C++ Concurrency 101

Utilizing the potential of multi-core CPUs as found in virtually all modern hardware can only be achieved by writing multi-threaded programs. Code which is multi-threaded allows multiple threads to run through the same piece of code simultaneously, using different logical processors. The way this can be achieved is by allowing each thread to use a different stack frame and for the code segment being executed to be read-only; sharing read-only memory is safe. In this article we’ll cover the basics of concurrency as found in Modern C++, which by necessity can’t be the full story as entire books have been written on the subject. Only the high-level concepts and standard library building-blocks will be covered but hopefully this will provide a starting-point for readers new to either Modern C++ or the topic of concurrency.

There are a number of different ways to write concurrent programs in C++. In previous articles we’ve looked at using parallel algorithms to speed up code, and also the use of coroutines. In this article we’ll look at some of the major threading facilities in the standard library: std::thread, std::async and std::future.

std::thread

Class std::thread is the building-block on which multi-threaded capabilities in Modern C++ are built, and itself can rely on lower-level threading functionality (such as C-based pthreads in GCC). The simplest use of std::thread is to call a function (with or without parameters, which should be passed by value if any) to be executed in parallel:

#include <thread>

void f() {
    for (;;) {}
}

int main() {
    std::thread t(f);
}

The function f() does nothing except loop forever, and this program does nothing except exit immediately with an error message such as: terminate called without an active exception. This is because all std::thread objects should be joinable on all paths, and program exit while a thread is active calls std::terminate which is rarely desirable.

The solution is to call join():

int main() {
    std::thread t(f);
    t.join();
}

This program now runs as expected, being stuck in an infinite loop with no output being produced (admittedly this is rarely desirable either). An alternative is to call detach():

int main() {
    std::thread t(f);
    t.detach();
}

This program exits straightaway as for the first one, except no error message is produced. Instead the thread is quietly terminated as main() returns (for this reason detachable threads should not access global objects as these may be destroyed before the thread ends).

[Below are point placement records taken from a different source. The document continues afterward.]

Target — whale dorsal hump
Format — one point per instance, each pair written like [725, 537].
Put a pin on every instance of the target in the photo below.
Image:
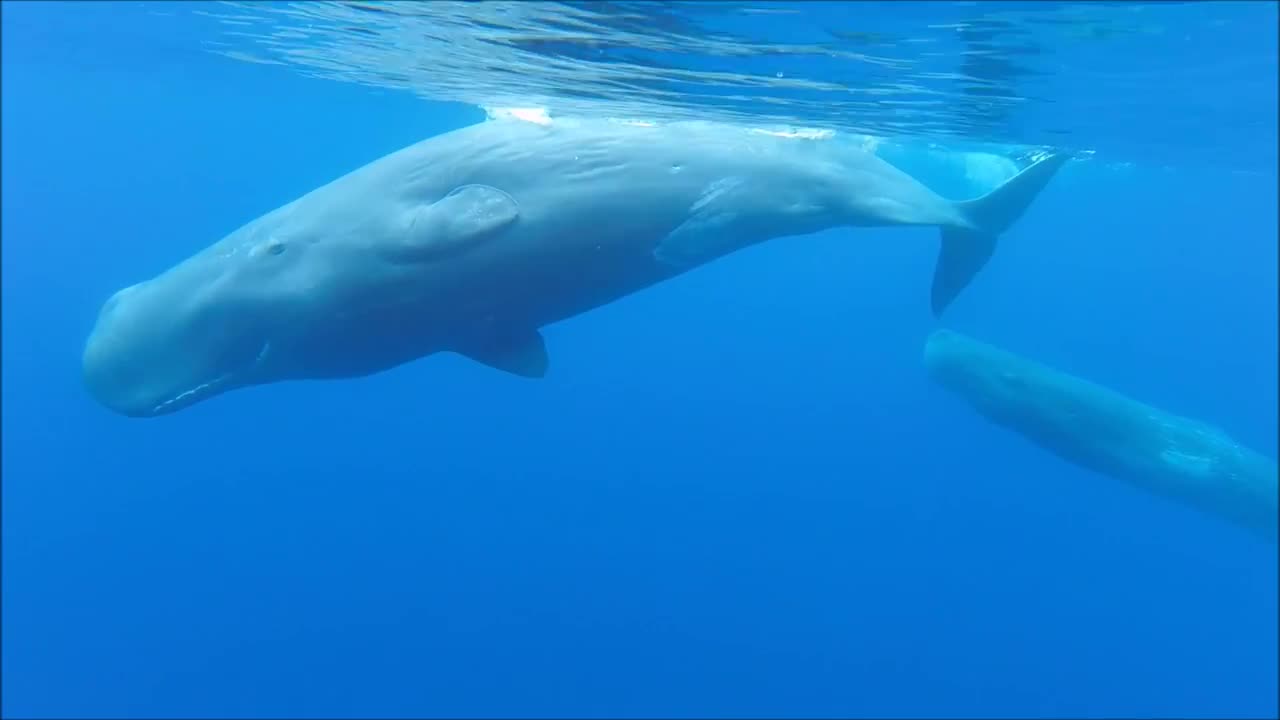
[520, 354]
[467, 215]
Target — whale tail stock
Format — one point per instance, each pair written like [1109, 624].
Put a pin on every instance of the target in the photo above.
[964, 250]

A slightly more interesting scenario is creating multiple threads and then launching them in parallel, as shown in this program:

#include <thread>
#include <mutex>
#include <chrono>
#include <vector>
#include <iostream>

using namespace std::chrono_literals;

class ThreadID {
    std::thread::id id;
    inline static std::mutex mut;
public:
    ThreadID(const std::thread::id id) : id{ id } {
        std::lock_guard<std::mutex> lock(mut);
        std::cerr << "Launched thread: " << id << '\n';
    }
    ~ThreadID() {
        std::lock_guard<std::mutex> lock(mut);
        std::cerr << "Finished thread: " << id << '\n';
    }
};

void f() {
    ThreadID log(std::this_thread::get_id());
    std::this_thread::sleep_for(3000ms);
}

int main() {
    std::vector<std::thread> threads;
    unsigned threadCount = (std::thread::hardware_concurrency() < 2) ? 1 : std::thread::hardware_concurrency();
    for (int t = 0; t != threadCount; ++t) {
        threads.emplace_back(f);
    }
    for (auto& t : threads) {
        t.join();
    }
}

The class ThreadID contains one data member of type std::thread::id for recording which thread is being launched or destroyed, and a static (class) member of type std::mutex used to lock std::cerr. The code std::lock_guard lock(mut) is boilerplate code which is encountered quite often, and only permits one execution path (out of all parallel processes) to pass through this scope (or sub-scope) at any one time, meaning that output is never interleaved.

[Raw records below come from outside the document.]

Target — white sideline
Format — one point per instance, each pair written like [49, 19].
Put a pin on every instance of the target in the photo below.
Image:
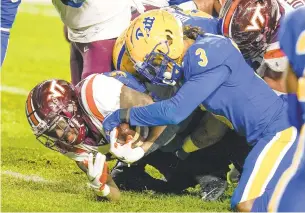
[33, 178]
[14, 90]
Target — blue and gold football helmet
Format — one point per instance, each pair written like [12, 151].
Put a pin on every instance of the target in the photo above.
[154, 43]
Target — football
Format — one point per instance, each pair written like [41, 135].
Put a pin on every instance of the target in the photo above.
[127, 134]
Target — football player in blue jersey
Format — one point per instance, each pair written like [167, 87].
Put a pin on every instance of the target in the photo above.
[289, 195]
[8, 13]
[213, 73]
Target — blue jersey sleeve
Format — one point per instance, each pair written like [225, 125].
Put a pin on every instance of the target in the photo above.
[127, 79]
[176, 109]
[292, 39]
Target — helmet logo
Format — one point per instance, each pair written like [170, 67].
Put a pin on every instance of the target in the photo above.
[55, 90]
[300, 46]
[257, 19]
[148, 24]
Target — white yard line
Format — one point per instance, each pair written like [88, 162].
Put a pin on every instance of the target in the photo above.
[33, 178]
[14, 90]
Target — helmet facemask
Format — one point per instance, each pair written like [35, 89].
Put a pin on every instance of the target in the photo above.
[158, 67]
[54, 132]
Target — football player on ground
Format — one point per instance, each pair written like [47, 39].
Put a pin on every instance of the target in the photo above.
[52, 111]
[244, 21]
[212, 72]
[92, 28]
[71, 124]
[289, 194]
[8, 13]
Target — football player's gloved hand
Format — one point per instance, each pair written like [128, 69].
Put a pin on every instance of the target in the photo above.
[125, 152]
[97, 174]
[114, 119]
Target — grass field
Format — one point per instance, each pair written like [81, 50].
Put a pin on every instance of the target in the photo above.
[33, 177]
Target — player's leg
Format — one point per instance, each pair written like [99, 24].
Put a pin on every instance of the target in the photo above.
[289, 194]
[4, 43]
[76, 64]
[265, 163]
[97, 56]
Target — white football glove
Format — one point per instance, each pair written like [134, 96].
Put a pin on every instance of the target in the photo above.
[124, 152]
[97, 174]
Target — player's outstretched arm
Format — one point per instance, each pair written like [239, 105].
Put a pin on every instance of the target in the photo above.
[99, 177]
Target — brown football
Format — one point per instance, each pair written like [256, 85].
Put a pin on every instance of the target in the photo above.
[126, 134]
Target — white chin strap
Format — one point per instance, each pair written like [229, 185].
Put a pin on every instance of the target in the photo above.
[139, 4]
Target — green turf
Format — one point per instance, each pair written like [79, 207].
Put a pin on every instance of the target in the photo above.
[38, 51]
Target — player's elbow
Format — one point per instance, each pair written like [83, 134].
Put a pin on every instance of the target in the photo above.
[174, 118]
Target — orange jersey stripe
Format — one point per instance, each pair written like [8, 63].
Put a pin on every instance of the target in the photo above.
[30, 110]
[227, 20]
[90, 100]
[272, 54]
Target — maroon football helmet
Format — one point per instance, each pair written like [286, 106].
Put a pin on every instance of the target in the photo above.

In parallel function f() we create a ThreadID object to have the same lifetime as the function, and initialize it with std::this_thread::get_id() which is guaranteed to be unique for each thread. We then pause for three seconds before exiting.

The main() function creates a container of threads and decides how many to create by querying std::thread::hardware_concurrency(). This function returns a hint regarding the number of logical parallel processors (one for single-threaded or zero for not well-defined). By setting threadCount to this value minus one, we leave a core free to try to ensure that the user-interface of the operating system does not become unresponsive during execution of the program. (Using fewer threads than available processors is called undersubscription, using more is called oversubscription.)

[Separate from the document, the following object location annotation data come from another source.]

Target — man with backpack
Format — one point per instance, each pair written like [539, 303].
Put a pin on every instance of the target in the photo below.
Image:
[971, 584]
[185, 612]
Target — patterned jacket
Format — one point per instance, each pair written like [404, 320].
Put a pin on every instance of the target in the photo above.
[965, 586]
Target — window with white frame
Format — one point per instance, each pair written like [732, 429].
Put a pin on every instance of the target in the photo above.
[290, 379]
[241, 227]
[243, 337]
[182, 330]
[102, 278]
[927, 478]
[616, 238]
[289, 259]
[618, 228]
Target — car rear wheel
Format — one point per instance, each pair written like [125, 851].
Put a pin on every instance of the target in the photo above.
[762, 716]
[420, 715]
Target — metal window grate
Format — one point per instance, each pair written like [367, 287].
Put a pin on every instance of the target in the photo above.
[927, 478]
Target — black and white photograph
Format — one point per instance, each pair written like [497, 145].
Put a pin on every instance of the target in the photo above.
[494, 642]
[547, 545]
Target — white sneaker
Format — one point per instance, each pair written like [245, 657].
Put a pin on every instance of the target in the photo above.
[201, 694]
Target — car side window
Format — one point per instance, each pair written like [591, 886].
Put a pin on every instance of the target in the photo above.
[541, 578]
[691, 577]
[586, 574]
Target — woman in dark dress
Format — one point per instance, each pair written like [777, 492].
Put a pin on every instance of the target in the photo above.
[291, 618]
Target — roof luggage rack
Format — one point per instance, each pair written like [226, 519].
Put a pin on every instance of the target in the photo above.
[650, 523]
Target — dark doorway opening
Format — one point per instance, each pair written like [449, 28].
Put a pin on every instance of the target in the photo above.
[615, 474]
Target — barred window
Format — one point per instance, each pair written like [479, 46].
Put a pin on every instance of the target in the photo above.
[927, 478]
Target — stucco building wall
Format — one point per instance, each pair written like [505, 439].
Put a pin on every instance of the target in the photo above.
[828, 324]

It is important to create all of the threads before joining any of them in order to facilitate parallel execution. This program should take three seconds to execute regardless of the number of logical processors available, producing output similar to:

Launched thread: 139697060570816
Launched thread: 139697043785408
Launched thread: 139697052178112
(Three second delay)
Finished thread: 139697060570816
Finished thread: 139697043785408
Finished thread: 139697027000000

Importantly the order of creation and destruction of threads is not usually guaranteed. In addition, std::thread objects can be moved but not copied. As well as the member functions described above there is also joinable() (returning a Boolean indicating whether the thread has already been joined) and native_handle() (returning an integer value of the thread’s OS level handle). Since C++20 the class std::jthread has also been available which provides various other features such as automatically joining on destruction, thereby avoiding a call to std::terminate.

std::async

Manual organization of thread creation can be tedious and error-prone, and so far we have not described how to return a value from a std::thread (it isn’t directly possible, we need futures and promises, see later). The functionality provided by std::async uses the same hardware and library features as std::thread, in other words it is no less performant. It also allows for deferred launch and return of a result by value.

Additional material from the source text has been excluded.